It looks as if the Lib Dems are falling into the error that blighted the Tories for years after 1997 - believing that their problems will be solved, if only they can find the right leader.
This highlights one of the paradoxes of our political culture: that as the real world has become increasingly sceptical in recent years about the power of leadership, political parties have become more obsessed with it.
Outside of politics, we've learnt since the around the mid-80s that decentralized decision-making often works best - this is the lesson of the collapse of the Soviet Union; that individuals lack the knowledge or cognitive power to control big organizations; that there's wisdom in crowds rather than in centralized organizations; that self-managed structures are more flexible than top-down ones; and that network governance deals better than hierarchy with complexity.
Sensible organizations have learnt from this - hence the delayering of many corporate bureaucracies and growth of outsourcing. It's a very dim firm these days that thinks the personality of its chief executive matters more than corporate structure, strategy or market positioning.

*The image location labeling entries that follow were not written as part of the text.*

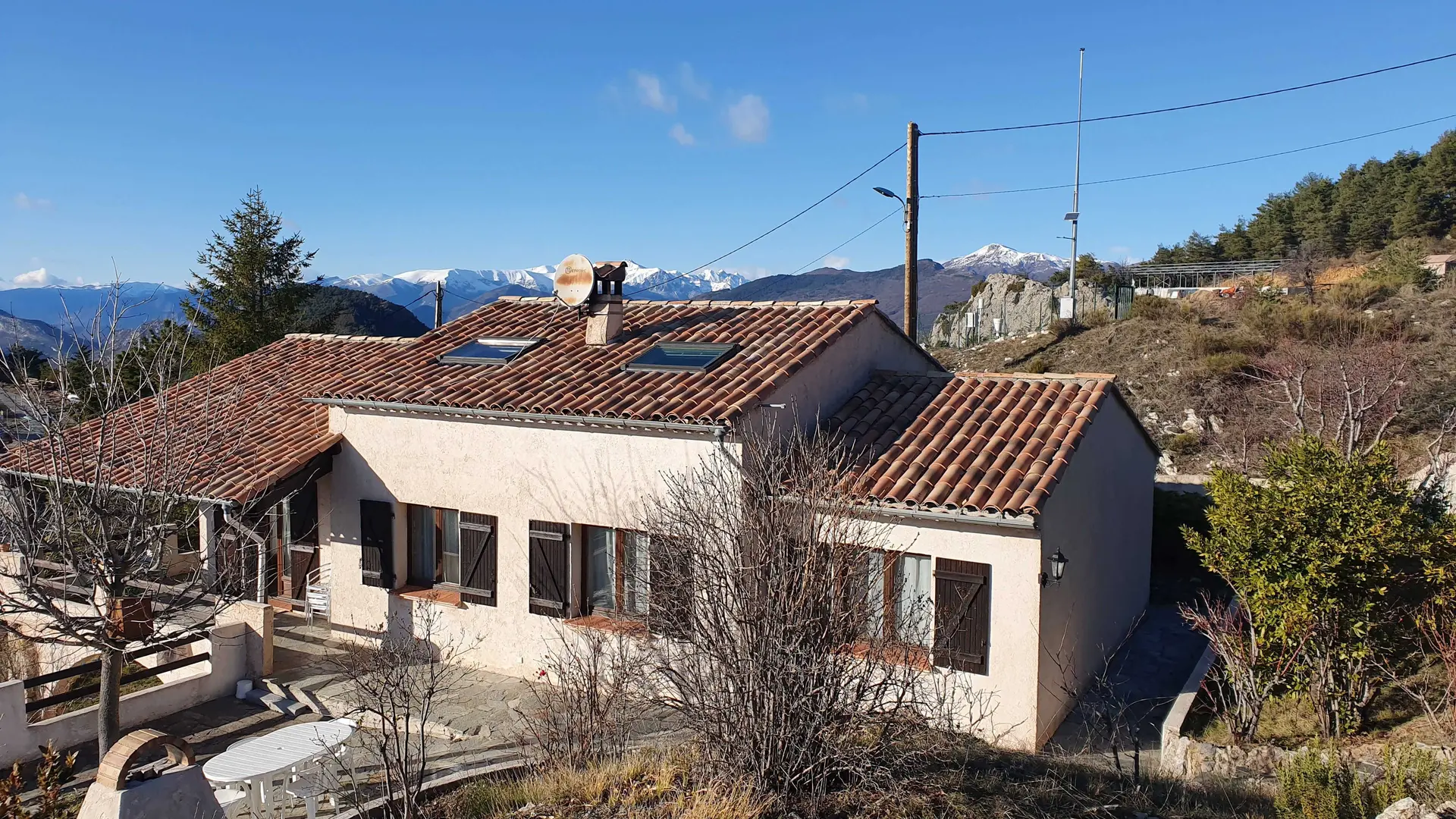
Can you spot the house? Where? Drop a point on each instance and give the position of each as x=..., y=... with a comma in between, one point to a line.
x=495, y=468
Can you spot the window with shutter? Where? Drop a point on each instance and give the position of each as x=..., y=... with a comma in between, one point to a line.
x=963, y=615
x=478, y=557
x=549, y=567
x=378, y=542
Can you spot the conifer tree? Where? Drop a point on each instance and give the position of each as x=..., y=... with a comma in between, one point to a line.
x=254, y=284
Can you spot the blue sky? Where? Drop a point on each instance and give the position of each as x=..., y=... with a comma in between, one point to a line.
x=425, y=134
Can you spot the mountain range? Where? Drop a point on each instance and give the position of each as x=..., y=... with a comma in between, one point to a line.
x=44, y=309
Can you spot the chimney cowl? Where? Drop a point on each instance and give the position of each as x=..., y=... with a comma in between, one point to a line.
x=604, y=306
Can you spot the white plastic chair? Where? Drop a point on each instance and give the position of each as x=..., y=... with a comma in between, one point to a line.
x=234, y=800
x=312, y=784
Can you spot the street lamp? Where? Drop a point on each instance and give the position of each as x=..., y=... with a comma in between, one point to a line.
x=903, y=206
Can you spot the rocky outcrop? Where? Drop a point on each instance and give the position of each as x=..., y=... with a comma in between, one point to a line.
x=1009, y=305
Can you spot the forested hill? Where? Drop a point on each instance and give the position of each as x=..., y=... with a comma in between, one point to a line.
x=1411, y=194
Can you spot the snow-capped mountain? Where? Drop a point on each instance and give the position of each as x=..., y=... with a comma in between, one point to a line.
x=999, y=259
x=468, y=289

But when we look at political parties, we see the opposite development - an increasing obsession with leadership and centralism; just look how party conferences have declined from policy-making bodies to mere rallies.
I suspect one reason why increasing numbers of us aren't voting or joining mainstream parties is a dissatisfaction, albeit inarticulated, with this fixation upon leadership.
This raises the question: why are the parties out of step with public sentiment and intellectual developments?
Undoubtedly, the MSM is part of the story. Its obsession with personalities rather than difficult questions of policy, allied to journalists' natural tendency to cringe in front of wealth, power and "senior sources", encourages the leadership illusion. But is this the whole story?
This is a good theme to hammer away on and I'm glad you hammer at it so well. But I fear that you overestimate the smartness of the private sector:
"It's a very dim firm these days that thinks the personality of its chief executive matters more than corporate structure, strategy or market positioning."
Really?
My impression is that firms think personality of CEOs matters a whole lot and that they are just as vulnerable to the lure of leadership+managerialism as the public sector.
Posted by: tom s. | October 16, 2007 at 03:56 PM
I'm inclined to agree, but be careful not to mix up two separate forms of authority. You say that "we've learnt since the around the mid-80s that decentralized decision-making often works best" but that implies exclusive emphasis on what 'works'. That's a technocratic assumption (I shan't say you're being managerialist!).
Weber famously distinguishes between bureaucratic legitimacy and charismatic legitimacy. The first is assured on the basis that things 'work'; the second is assured on the basis that people are aesthetically/emotionally affected by it. People, including Weber himself, crave charismatic legitimacy, precisely because even - or especially - very bureaucratically effective organisations leave them feeling empty.
So there's no contradiction between recognising that decentralised decision-making works best, and having a yearning for someone who will inject something vibrant and feintly irrational into public life.
Posted by: Will | October 16, 2007 at 04:31 PM
The most obvious example is Michael Howard replacing IDS (in the other two three Tory changes of recent times, Major - Hague, Hague - IDS, and Howard - Cameron, there was a leadershp vacancy and one because the leader happiyly left), and I really think the Tories did better in 2005 under Howard than they would have done under IDS.
Posted by: Matthew | October 16, 2007 at 04:40 PM
The _personality_ of the leader may not matter, but their ability does. Put a clueless loser as the manager of anything and watch it fall apart.
Perhaps the Lib Dems thought Ming was incapable, rather than merely lacking in charisma.
Posted by: william | October 16, 2007 at 06:09 PM
"we've learnt since the around the mid-80s that decentralized decision-making often works best": I observe the managerial failing here of thinking everything is new. The Royal Navy practised decentralized decision-making for many a century.
Posted by: dearieme | October 16, 2007 at 09:51 PM
As a long time sceptic of the "great men" theory of history, I should agree but I am somehow reluctant. I think it has always been that way. Squabbling over the top job, (and watching people do it) is a primate thing. We've been doing it since we were more like baboons.
Posted by: reason | October 18, 2007 at 11:21 AM
The Lib Dem are still the only major party who are not pragmatic. They never swapped to win undecided votes - that's why I consider them future party
Posted by: Faisal | October 18, 2007 at 08:36 PM
"Undoubtedly, the MSM is part of the story. Its obsession with personalities rather than difficult questions of policy..."
I speculate that this is an effect of TV journalism. It can show people doing things much more easily than make reasoned arguments about policy. So instead of (for example) an argument about policy options about the environment, we get photo ops of David Cameron bicycling to Norway.
They show people, not policies.
Blogs may offer an alternative, so in the long term people may start to pay more attention to policy, but this sort of change takes time. After all, right now, no normal person reads a blog on politics.